Study after study has shown that prison is the least-effective way of tackling crime, yet the UK has the highest rate of imprisonment in Western Europe, and the US and China the highest rates in the world.
But the pandemic caused a shock to the system so in April the UK Ministry of Justice proposed an early-release scheme for up to 4,000 low-risk prisoners. The scheme was soon suspended after media furore when 6 prisoners were accidentally released ‘due to human error’, despite the fact that none of these were dangerous and all returned of their own volition when asked (bbc.in/2ZwSXVV).
As we go to press, only 57 of the 4,000 have been released, and prison virus cases have reached 1,000 (bit.ly/2yqqndH).
Animal rights campaigners often rightly expose the brutality with which capitalism treats battery farm animals, packing them in so tightly they become sick with stress and self-inflicted injuries, yet there is little mention of how society treats its battery farm humans, many of whom experience Dickensian overcrowding conditions and where incidences of self-harming have hit record highs, with UK occurrences now averaging one every eight minutes (Guardian, 30 April – bit.ly/2Tv62va).
Nice and Nasty
Some pundits are asking the obvious question, what social practices might change in a post-Covid world, due to the perceived need for continued social distancing and contact tracing? We can predict the answer to that. None. After going through the motions for a while, capitalism will revert to type, cramming people together in vehicles, workplaces, social outlets, hospitals, care homes and prisons in order to save money. Capitalism is, as they say, nasty, brutish and short-sighted.
But socialists could ponder the question of agreed social practices more broadly, by considering how viruses work. In the first place, viruses come in various strains, which compete against each other. Where potential hosts are physically in close proximity, the most virulent or aggressive strain of that virus out-competes all the other strains and spreads rapidly through the population. If a virus born in these conditions makes the species jump, it is the nasty stupid form, not the nice benign form.

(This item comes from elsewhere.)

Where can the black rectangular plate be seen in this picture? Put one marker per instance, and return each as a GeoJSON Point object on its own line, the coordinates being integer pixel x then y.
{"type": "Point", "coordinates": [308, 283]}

If animals and people are dispersed, however, the opposite happens. The most virulent strain is stopped at the host border, just like every other strain, so it has no competitive advantage. In fact, it suffers a competitive disadvantage. Instead the advantage goes to the strain that can survive in its host the longest, which typically means the most benign strain. So the evolutionary tendency of viruses is to become less virulent with distance, until they are able to live in the host with little or no inconvenienc, like the common cold (New Scientist, 20 May – bit.ly/2LPGUuR).
The 2009 swine flu epidemic evolved in pig farms in Mexico and spread rapidly because the pigs were crammed in together. The Covid-19 virus similarly spread because of densely crammed animals in Chinese wet markets. Human behaviour therefore played a critical role. Capitalism is about chasing money not learning lessons, but socialism will want to ask big questions, not just about farming practices, but about social and working practices too. The more you cram organisms up close and personal, the more you are asking for trouble. That has implications for urban or rural population densities, transport, recreational activities, everything.
Nobody is ever going to stop viruses, the most abundant and successful life form on Earth, if one can even call them a life form. The human race is not going to get wiped out by this virus, and probably not by any virus. But never say never. If we’re going to minimise the likelihood of a future pandemic of truly biblical proportions we need a truly smart and benign social system to do it, not a stupid and virulent one that ignores every lesson and carries on regardless.